Written by Vanessa Pupavac.
Martha: Truth or illusion, George; you don’t know the difference.
George: No, but we must carry on as though we did.
Edward Albee’s Who’s Afraid of Virginia Woolf?
Edward Albee’s Who’s Afraid of Virginia Woolf? opened on 13 October 1962 under the shadow of the Cuban missile crisis and its literary interpretation has been shaped by the threat of nuclear war. I saw Albee’s play at the National Theatre in 1981, the start of the decade which witnessed the Cold War reignited politically and the threat of nuclear war renewed. The play had not been performed in London for a generation, but the film version starring Richard Burton and Elizabeth Taylor had maintained its appeal.
Postwar US academia developed a political science of international relations drawing on the behavioural sciences to address international problems. This international political science departed from earlier international political theories embedded in the humanities drawing on history and political philosophy, including the influence of classical tragedy. So while economics is described as the dismal science, international relations was traditionally the tragic discipline with its preoccupation with human conflict. The rise of the behavioural sciences in international relations did not entirely exclude the arts or literary references, although these might be incidental. Moreover the role of game theories in postwar international relations might be described as shifting from a tragic to a comic discipline.

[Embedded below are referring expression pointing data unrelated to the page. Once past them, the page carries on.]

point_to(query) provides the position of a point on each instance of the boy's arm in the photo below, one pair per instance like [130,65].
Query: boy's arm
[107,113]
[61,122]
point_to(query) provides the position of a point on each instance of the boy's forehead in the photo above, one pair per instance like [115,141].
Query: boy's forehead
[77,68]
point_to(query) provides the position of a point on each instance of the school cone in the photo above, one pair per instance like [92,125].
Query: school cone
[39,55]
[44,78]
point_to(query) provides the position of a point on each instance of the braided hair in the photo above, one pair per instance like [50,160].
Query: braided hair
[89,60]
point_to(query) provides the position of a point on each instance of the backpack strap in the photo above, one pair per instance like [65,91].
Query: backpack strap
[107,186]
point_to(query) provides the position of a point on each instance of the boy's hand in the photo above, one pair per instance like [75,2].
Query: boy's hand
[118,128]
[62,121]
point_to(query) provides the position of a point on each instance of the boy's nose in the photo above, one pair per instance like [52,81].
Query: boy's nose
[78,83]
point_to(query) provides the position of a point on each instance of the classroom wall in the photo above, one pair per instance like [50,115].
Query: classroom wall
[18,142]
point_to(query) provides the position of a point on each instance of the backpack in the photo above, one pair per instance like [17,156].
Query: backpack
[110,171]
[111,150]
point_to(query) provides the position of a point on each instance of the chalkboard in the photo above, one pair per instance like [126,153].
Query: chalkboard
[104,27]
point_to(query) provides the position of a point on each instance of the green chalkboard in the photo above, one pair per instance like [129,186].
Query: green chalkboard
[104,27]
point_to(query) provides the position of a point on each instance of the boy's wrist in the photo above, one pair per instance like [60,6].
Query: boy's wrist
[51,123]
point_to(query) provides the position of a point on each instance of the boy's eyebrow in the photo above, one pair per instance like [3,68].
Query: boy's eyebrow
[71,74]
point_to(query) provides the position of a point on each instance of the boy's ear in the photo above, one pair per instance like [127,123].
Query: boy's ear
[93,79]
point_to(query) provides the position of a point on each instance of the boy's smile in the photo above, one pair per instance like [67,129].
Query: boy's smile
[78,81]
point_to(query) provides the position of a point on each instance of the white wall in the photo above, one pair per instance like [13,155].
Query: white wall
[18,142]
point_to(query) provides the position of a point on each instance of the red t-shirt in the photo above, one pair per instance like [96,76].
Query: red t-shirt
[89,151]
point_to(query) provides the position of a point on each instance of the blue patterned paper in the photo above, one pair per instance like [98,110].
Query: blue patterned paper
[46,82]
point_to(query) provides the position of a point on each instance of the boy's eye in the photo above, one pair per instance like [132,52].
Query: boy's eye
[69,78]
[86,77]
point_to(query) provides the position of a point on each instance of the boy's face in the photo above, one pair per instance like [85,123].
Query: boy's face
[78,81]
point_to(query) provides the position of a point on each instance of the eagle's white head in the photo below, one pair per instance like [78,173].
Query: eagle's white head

Leading postwar theorist Kenneth Waltz was important in fostering a political science of international relations. His neorealist approach or structuralism realism emphasised the significance of how the structure of the international system influences the behaviour of states. While seeking a more scientific international relations, his Man, the State and War (1959) remains cautious about the extent science could resolve questions of world peace. He was sceptical towards the perfectibility of human nature and human institutions. Waltz’s own literary references, in keeping with his optimistic belief in social progress optimism, but scepticism towards the perfectibility of human nature and human institutions, are to comedies such as Aristophanes’ comedy Lysistrata or Shakespeare’s Merchant of Venice. Waltz quotes Portia approvingly ‘If to do were as easy as to know what were good to do, chapels had been churches, and poor men’s cottages princes’ palaces’.
Waltz’s Theory of International Politics (1979) cites Edward Albee’s Who’s Afraid of Virginia Woolf? to illustrate his belief that individual actions are socially conditioned by the system’s norms or rules of the game. Albee’s play also invites us to question our ideological, cultural or scientific models of the world and our need to cultivate a certain ironic distance. For Who’s Afraid of Virginia Woolf? satirizes the false games we play to hide us from reality.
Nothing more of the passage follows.